Clearly define VC format types when issuing

[woutslakhorst]

With all the work that is being done for ARFv1.2, VC data model 2.0 and data integrity, there'll be a multitude of VC formats that need to be supported. For our APIs we need a clear set of format and media types, etc.

[woutslakhorst]

From VC data model v1.1

• JSON‑LD+JWT: The current JWT type credential. (for newer stuff, revocation and discovery)
• JSON‑LD+LD‑Proofs: The default VC type on the network

From SD-JWT (https://www.ietf.org/archive/id/draft-ietf-oauth-selective-disclosure-jwt-07.html#name-media-type-registration):

• SD-JWT: application/sd-jwt default for compact JWT notation
• (application/sd-jwt+json and application/kb-jwt for json JWT notation and keybinding)

From VC data model v2.0

• application/vc+ld+json is the media type for a VC (no proof type)
• application/vp+ld+json is the media type for a VP (no proof type)

Nothing from data integrity model or specific proof formats.

From https://www.w3.org/TR/vc-jose-cose (omitted cose):

• application/vc+ld+json+jwt
• application/vp+ld+json+jwt
• application/vc+ld+json+sd-jwt
• application/vp+ld+json+sd-jwt

refs:

• https://www.w3.org/TR/vc-data-model-1.1
• https://www.w3.org/TR/vc-data-model-2.0
• https://www.w3.org/TR/vc-di-ecdsa/
• https://www.w3.org/TR/vc-di-eddsa/
• https://w3c.github.io/vc-data-integrity/vocab/security/vocabulary.html
• https://www.w3.org/TR/vc-data-integrity/
• https://www.w3.org/TR/vc-jose-cose/
• https://www.ietf.org/archive/id/draft-ietf-oauth-selective-disclosure-jwt-07.html

Given all of the above:

• raw content is always json-ld
• change issuance API, add param type and cryptosuite
• type is json-ld+jwt or json-ld+ld-proofs for v1.1 data model. Cryptosuites are hardcoded to es256 and JsonWebSignature2020
• type is ld+json+jwt, ld+json+sd-jwt or ld+json for v2.0 data model. Where the last type uses dataIntegrityProof (type is not listed anywhere). cryptosuites for the first 2 follow jwt definitions. The last follows: https://www.w3.org/TR/vc-di-ecdsa/ and https://www.w3.org/TR/vc-di-eddsa/

Support now:

• json-ld+ld-proofs with JsonWebSignature2020
• json-ld+jwt with es256

Support next (order of importance):

• ld+json+sd-jwt
• ld+json+jwt
• ld+json (prioritise json canonicalisation and ecdsa)

[reinkrul]

Change current format enum values to json-ld+jwt and json-ld+ld-proofs

[woutslakhorst]

Change current format enum values to json-ld+jwt and json-ld+ld-proofs

don't do this for any PEX related things. Only for the issuance API

[reinkrul]

go-did's VerifiableCredential.Format() should also return these values (instead of jwt_vc), right @woutslakhorst ?

[woutslakhorst]

go-did's VerifiableCredential.Format() should also return these values (instead of jwt_vc), right @woutslakhorst ?
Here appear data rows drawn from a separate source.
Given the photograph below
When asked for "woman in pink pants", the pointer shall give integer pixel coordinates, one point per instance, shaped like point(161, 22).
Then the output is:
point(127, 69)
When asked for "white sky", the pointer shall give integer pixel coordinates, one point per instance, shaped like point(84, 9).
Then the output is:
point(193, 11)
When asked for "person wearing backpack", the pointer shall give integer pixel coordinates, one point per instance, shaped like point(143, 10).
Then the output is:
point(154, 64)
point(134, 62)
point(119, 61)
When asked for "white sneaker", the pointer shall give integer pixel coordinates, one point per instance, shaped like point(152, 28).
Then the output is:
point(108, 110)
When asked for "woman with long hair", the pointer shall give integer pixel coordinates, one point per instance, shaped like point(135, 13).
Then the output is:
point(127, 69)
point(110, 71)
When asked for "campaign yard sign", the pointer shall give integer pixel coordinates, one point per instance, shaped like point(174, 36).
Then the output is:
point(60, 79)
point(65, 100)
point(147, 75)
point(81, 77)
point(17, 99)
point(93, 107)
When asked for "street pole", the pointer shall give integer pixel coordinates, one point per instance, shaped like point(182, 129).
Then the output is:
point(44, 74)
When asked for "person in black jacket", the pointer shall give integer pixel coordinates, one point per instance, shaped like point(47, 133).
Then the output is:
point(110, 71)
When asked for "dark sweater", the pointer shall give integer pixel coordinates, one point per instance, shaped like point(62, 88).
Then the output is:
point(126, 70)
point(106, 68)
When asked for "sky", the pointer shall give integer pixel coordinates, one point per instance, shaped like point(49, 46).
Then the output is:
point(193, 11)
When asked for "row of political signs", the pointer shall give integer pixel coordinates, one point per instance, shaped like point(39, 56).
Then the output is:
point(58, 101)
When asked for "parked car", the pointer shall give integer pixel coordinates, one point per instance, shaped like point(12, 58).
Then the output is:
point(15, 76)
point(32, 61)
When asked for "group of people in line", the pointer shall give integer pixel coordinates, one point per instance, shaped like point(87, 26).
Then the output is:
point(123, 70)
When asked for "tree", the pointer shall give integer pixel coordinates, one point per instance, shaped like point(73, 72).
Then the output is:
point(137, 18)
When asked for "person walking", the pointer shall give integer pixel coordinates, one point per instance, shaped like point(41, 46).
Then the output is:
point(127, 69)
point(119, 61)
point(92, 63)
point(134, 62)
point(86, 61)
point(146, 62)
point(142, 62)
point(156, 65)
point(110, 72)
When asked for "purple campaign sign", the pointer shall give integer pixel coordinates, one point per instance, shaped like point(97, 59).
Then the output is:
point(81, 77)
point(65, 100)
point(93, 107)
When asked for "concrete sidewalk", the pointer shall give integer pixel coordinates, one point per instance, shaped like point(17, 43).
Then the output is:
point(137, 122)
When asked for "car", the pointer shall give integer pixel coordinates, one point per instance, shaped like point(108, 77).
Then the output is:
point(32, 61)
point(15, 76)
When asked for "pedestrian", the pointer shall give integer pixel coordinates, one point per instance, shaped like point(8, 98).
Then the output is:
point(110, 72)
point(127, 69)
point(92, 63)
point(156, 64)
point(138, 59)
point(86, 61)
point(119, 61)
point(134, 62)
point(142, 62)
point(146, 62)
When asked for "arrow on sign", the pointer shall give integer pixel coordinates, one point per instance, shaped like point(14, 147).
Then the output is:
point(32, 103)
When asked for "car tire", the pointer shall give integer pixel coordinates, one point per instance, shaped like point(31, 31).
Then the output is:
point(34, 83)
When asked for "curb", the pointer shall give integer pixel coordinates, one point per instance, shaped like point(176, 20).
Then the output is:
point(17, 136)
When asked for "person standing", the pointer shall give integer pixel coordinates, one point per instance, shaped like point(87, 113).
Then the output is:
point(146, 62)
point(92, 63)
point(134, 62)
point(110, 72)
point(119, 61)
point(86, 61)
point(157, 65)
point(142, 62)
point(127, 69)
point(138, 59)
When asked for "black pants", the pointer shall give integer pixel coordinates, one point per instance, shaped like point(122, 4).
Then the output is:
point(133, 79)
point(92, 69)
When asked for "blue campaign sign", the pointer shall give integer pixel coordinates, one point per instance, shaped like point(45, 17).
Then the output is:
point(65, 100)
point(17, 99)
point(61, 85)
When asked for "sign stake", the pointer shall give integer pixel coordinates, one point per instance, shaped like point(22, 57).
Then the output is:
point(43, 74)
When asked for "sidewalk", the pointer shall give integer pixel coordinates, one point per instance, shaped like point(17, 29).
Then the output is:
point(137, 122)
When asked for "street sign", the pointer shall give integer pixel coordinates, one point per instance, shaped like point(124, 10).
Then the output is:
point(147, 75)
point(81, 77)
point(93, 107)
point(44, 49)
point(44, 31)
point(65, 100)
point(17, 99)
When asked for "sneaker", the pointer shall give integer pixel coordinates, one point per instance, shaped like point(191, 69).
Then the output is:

Yes, which probably means you have to map the formats to PEX formats somehow....

[reinkrul]

From VC data model v1.1 JSON‑LD+JWT: The current JWT type credential. (for newer stuff, revocation and discovery) JSON‑LD+LD‑Proofs: The default VC type on the network

Where did you read this? I think the type/format designators are in flux currently. Can't we keep it as it currently is for the v6 release, and just add the new formats (e.g. SD), and maybe an alias for the JWT/JSON-LD VCs (and deprecate the current ones)?

[woutslakhorst]

for v1.1 they aren't defined. Also PEX formats/types are different from W3C.

[gerardsn]

Considering that each spec (group) currently seems to use its own convention it probably comes down to whom we want to be compatible with? I think most parties that implement the openid4vc specs use the PEX formats (and possibly the weird *_json types).

What is the argument to change this now? I agree that it would be nice to have one fixed convention for this, but I don't think there is any consensus on this yet?

[woutslakhorst]

maybe the now is: "in a few weeks/months"...

[woutslakhorst]

The "official" registry seems to be dead....

Propose to wait for v6.x to do this.